Showing posts with label Dickinson-Emily. Show all posts
Showing posts with label Dickinson-Emily. Show all posts

Monday, July 09, 2012

Emily Dickinson, 254

It's been a few months since National Poetry Month (see posts) and this blog is in need of a bit of verse. Yesterday, while watching reruns of Criminal Minds,1 I was reminded of this gem.

Emily Dickinson, Untitled Poem 254:
Hope is the thing with feathers
That perches in the soul,
And sings the tune--without the words,
And never stops at all,

And sweetest in the gale is heard;
And sore must be the storm
That could abash the little bird
That kept so many warm.

I've heard it in the chillest land,
And on the strangest sea;
Yet, never, in extremity,
It asked a crumb of me.
Read more Dickinson:
The Complete Poems of Emily Dickinson, edited by Thomas H. Johnson.
  1. One of the quotations featured in Mosley Lane (season 5) was the first stanza of this poem.

Sunday, April 22, 2012

national poetry month: emily dickinson

For some unknown reason I've had the first lines of this poem--"Because I could not stop for Death –  / He kindly stopped for me – "--stuck in my head for the past few days (maybe because I've been reading Silent in the Grave by Deanna Raybourn).

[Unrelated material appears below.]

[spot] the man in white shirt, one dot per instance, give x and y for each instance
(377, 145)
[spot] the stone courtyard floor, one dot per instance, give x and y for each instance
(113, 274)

I've always been curious about Emily Dickinson and her life and I've been meaning to read a good biography of her since my reading of the disappointment that was The Poet and the Murderer (see post). Any suggestions?

Untitled poem 712 by Emily Dickinson (1890)
Because I could not stop for Death – 
He kindly stopped for me – 
The Carriage held but just Ourselves – 
And Immortality.

We slowly drove – He knew no haste
And I had put away
My labor and my leisure too,
For His Civility –

We passed the School, where Children strove
At Recess – in the Ring – 
We passed the Fields of Gazing Grain – 
We passed the Setting Sun –

Or rather – He passed us –
The Dews drew quivering and chill –
For only Gossamer, my Gown –
My Tippet – only Tulle –

We paused before a House that seemed
A Swelling of the Ground –
The Roof was scarcely visible –
The Cornice – in the Ground –

Since then – 'tis Centuries – and yet
Feels shorter than the Day
I first surmised the Horses' Heads
Were toward Eternity –

Wednesday, October 24, 2007

book clubbing in October

This month's book club pick was The Poet and the Murderer by Simon Worrall. I find that fact that our other nonfiction title for 2007 was The Professor and the Madman kind of amusing. I'm sure that the two were chosen because of subject matter, but it does seem that we respond in some way to that title format.

Voting for our 2008 selections will happen next month and I'll be posting our reading list for next year in early December at the latest. A list of our 2007 (and late 2006) selections is available here if you are interested.

Anyway, about the book: First of all, it really wasn't what I expected. Because of the title I assumed there would be a more even handling of Dickinson and Hofmann. As it was, Dickinson seemed pretty tangential to the story the author was trying to tell. We learn all about Hofmann and his personal history, the LDS Church (historic and contemporary), the rare book and manuscript trade, auction houses, early American printing, and forgery techniques, but very little about Miss Dickinson (beyond little tidbits and theories tossed into the narrative journalistically). Hofmann's story is compelling in and of itself and I'd almost rather that Worrall didn't try to merge it with Dickinson's.

You can tell that The Poet and the Murderer was Worrall's first book and that his background is in journalism. The narrative is very episodic with an emphasis on the more exciting or salacious details (for example, it seemed like Worrall rushed through the murders and what let up to them, but he was very explicit about what happened to the female victim, explicit enough to turn your stomach).

All this isn't to say that we didn't like the book. I think most of us did (or at least found it quite interesting). We liked that the tale began from the perspective of a librarian. And, I think we all learned more about Mormonism and forgery than we'd known before. But, we didn't like the typographical errors or that fact that Worrall didn't really reference his sources.